Computer systems worry over pending "year 10,000" problem, Procyon 4, Jan 15, 9998 -- (Galac-News) Concern is building system-wide over a pending problem in computer systems known to software experts as the "year 10,000 bug," a problem which may have catastrophic consequences for computer systems everywhere on the morning January 1, 10,000.

While sentient bios and most constructs will be out partying in the new age that night, computer systems all over the galaxy will suddenly begin miscalculating dates because their designers decided long ago to store the year as a 4-digit number.

"When the year goes to 5 digits, tons of systems won't handle it," says Protocol-Guru Jens Flark, a 1,821 year old bio from Tharsis City, Mars. "They will think it's suddenly the year zero. They'll miscalculate everything, from bank interest to digital signatures to security codes."

"It's all due to lazy programmers in the distant past," said Flark. "Software written thousands of years ago was never expected to last this long, so the programmers figured they could store the date in 4 digits. But it has lasted and now we have to spend a fortune to deal with it. If we don't, the galaxy may simply be locked up on New Year's Day."

Analysts suggest that the cost could be in trillions of MW-Creds just for governmental systems. The corporate cost is even higher.

But the real concern is among beings who are implemented in software themselves. "I have routines in me coded 7,500 years ago," complains Jessica "Jess" ZeeWdop, a construct from New Jersey, on old Earth. I have no idea what they do, and everybody knows you never play with your old subroutines."

ZeeWdop wonders if she might go mad on January 1, 10,000, or have to shut major parts of herself down. It's not something she enjoys thinking about.

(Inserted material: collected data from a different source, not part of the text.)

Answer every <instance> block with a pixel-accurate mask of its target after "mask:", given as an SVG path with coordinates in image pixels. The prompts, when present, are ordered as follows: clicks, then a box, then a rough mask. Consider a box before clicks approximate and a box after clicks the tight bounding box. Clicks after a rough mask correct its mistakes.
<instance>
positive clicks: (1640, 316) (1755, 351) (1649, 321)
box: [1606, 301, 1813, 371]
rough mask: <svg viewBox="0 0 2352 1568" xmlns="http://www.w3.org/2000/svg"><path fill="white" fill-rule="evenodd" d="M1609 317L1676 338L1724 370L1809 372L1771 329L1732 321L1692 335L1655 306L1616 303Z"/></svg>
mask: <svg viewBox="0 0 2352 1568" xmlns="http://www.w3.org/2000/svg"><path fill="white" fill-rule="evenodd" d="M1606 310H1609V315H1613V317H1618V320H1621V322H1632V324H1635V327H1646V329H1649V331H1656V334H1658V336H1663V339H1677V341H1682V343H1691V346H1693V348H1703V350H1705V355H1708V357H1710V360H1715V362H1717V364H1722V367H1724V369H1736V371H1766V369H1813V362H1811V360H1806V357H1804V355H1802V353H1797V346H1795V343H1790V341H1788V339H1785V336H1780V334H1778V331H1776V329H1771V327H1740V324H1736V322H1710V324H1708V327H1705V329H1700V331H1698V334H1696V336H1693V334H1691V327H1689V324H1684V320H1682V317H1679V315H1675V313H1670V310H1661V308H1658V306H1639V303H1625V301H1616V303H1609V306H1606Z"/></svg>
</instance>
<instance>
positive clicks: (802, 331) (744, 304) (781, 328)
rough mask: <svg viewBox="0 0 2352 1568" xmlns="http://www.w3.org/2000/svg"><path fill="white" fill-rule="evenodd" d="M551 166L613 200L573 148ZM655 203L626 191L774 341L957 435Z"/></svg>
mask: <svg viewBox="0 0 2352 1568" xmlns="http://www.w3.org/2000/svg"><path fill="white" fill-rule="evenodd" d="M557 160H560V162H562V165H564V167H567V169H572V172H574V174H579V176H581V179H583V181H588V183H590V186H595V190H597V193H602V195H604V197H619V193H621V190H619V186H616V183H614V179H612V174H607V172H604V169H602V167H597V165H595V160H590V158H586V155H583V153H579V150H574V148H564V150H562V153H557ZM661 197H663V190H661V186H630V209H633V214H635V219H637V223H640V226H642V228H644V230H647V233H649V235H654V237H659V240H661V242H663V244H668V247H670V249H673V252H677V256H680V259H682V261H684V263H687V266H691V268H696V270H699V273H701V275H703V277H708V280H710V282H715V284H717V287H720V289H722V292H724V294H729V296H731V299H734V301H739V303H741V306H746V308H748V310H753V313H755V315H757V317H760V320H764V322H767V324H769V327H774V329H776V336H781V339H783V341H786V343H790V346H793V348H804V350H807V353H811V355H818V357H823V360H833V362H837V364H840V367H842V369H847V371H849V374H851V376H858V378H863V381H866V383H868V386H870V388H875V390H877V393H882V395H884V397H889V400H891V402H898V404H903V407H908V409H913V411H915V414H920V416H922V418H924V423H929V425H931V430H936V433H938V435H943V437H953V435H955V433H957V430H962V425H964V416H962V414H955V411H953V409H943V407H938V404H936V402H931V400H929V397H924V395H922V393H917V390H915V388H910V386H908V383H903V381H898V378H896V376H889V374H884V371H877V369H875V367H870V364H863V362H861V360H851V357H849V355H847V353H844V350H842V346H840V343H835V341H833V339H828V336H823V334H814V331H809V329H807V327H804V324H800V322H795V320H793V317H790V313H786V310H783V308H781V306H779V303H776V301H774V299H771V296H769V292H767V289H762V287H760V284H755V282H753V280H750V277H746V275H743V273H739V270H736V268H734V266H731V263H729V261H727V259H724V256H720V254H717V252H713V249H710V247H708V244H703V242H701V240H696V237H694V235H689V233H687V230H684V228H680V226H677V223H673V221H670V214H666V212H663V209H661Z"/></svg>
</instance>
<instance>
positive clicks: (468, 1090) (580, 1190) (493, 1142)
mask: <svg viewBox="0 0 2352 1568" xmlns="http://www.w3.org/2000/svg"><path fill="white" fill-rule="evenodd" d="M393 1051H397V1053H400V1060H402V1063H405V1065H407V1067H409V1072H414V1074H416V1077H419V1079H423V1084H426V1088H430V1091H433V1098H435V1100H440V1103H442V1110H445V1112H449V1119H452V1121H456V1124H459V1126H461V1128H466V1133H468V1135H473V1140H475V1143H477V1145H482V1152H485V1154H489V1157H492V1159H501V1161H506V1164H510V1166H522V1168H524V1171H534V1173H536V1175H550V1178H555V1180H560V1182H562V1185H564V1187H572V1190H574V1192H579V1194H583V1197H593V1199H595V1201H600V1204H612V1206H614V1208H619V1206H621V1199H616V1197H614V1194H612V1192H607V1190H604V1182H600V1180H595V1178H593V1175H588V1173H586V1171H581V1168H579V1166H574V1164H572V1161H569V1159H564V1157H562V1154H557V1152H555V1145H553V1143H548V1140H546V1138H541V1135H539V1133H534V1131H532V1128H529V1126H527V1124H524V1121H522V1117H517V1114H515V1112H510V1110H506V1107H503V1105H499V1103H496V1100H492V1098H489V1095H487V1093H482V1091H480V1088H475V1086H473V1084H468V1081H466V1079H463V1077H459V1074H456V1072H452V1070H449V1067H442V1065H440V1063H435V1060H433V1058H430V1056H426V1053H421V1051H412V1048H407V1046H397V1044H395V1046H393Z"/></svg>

Most constructed beings have ancient software buried inside them, some reaching back almost 8,000 years to the dawn of computer technology. "I think I have stuff written in Cobol," complains ZeeWdop, referring to a very ancient language, "and my 4-6 cousin Ashleigh is still running Windows 3.1 in parts of her!"

She has reason for her concern. The crisis has created a small industry of "Year 10,000 bug experts" who charge high fees to locate potential problems and fix them.

ZeeWdop doesn't trust them. "A friend of mine paid one of those so-called experts to fix its systems. He was written over 1900 years ago, but when they were done with him, he had the mind of a 150 year old. Nobody but his family will talk to him any more," she reports.

The most sought after experts are consultants from Sirius, which broke away from the Earth alliance in 8,342. The new Sirius government decided to reset its calendar back to the date of their revolution, and it required extensive reprogramming. Sirius citizens, however, tend to look with derision on the retention of old Earth-dates by galactic civilization and are not very willing to help.

A standard technique to test for year 10,000 problems is to make a copy of software, and then tell that copy's internal clock that it's January 1, 10,000. Then sit back and see what breaks. This of course illegal for artificial intelligences, who see no way out. Some plan to just slow down their clocks and busily buy new components for themselves that can handle new dates and the old, slowed-down systems.

Meanwhile, programmers are busily recoding systems to handle 5 digit dates.

"That will hold us for 90,000 years," says Flark. "No way anybody written today is still going to be running then."